John: You stick with Blake Bortles as the starting quarterback this season for a few reasons – that you believe he is the best quarterback on the roster, that you believe he will work his way through his issues and that you must find out if he is the franchise quarterback going forward. You stick with Bradley because you believe that midseason coaching changes don't yield positive results and because you want to be a stable franchise – and of course because you still believe him coaching is the best chance to win games. I indeed would rank Jaguars Owner Shad Khan at the top of the list of NFL owners. That's perhaps a bit skewed because I have seen first-hand his approach with this team on and off the field. I don't have such first-hand experience with every NFL team, but within the context of what I do know I can honestly say … yes, I believe he's one of the best owners in the NFL.
Kyan from Fort Myers, FL:
Last game the announcers were saying that Johnathan Cyprien was a Top 10 safety in the league?? Am I missing that the other 22 strong safeties in the league have been struggling that bad or am I not realizing that he is playing at a high level? Maybe I am just used to his missed tackles and horrible coverage that I haven't noticed he has changed …

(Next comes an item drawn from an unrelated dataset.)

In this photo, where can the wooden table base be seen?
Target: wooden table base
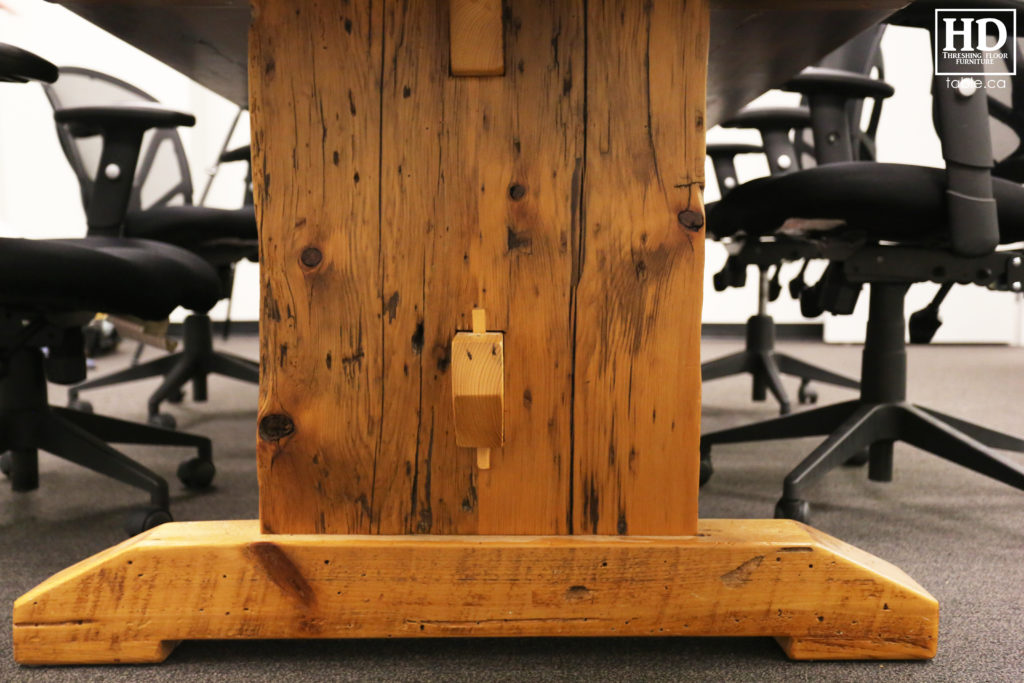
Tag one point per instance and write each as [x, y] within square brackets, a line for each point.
[821, 598]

John: Cyprien indeed has played better this season than he did the past three seasons. He appears very definitely to have benefitted from Tashaun Gipson's presence at free safety. The team's hope in the offseason was the addition of Gipson would allow Cyprien to concentrate on playing in the box, where he typically had played OK in the past. He has been able to do that and his play has improved. I wouldn't put him among the Top 10 strong safeties in the NFL, and he still has struggled at times against the pass. Still, he has improved overall – and definitely has improved against the run.
Howard from Loveland, CO:
It may not always be management's fault, but it is difficult to imagine the Denver Broncos having three years like the last three in Jacksonville. Same with the New England Patriots. Don't you feel that coaches and general managers who have a knack for getting the most out of their talent rise to the top?
John: Sometimes yes – and sometimes no. The Patriots and the Broncos are in the middle of remarkable runs of success. There are many reasons for this, and there's no question that Bill Belichick is a remarkable head coach and that John Elway has done a very good job running the Broncos. But I would say the same is true of, say, the Baltimore Ravens – and they had a down year last season. The Green Bay Packers also have outstanding coaching and management – and they are struggling right now. When a franchise goes into a long-time downturn – which the Jaguars certainly have done – it's extremely difficult to escape, although escape indeed does happen. The Cincinnati Bengals, Indianapolis Colts, Tampa Bay Buccaneers and other teams in recent decades have gone through long droughts. They eventually broke that cycle with runs of success. That will happen with the Jaguars. I can't predict when, but it will happen.
Chuck from Ponte Vedra Beach, FL:
A TV commentator on Sunday speculated that Bortles has never been benched in his high school, college or pro careers, thus lacks the motivation to fix his mechanics. Any truth to this?
John: I lack the ability to peer into Bortles' soul and know his motivations. I do know he worked hard to fix his mechanics in the 2015 offseason, and I do know that those mechanics seemed to be fine until early this preseason. I don't know how much his high school-playing time had to do with whatever happened in late August, but who knows? Maybe it played a role.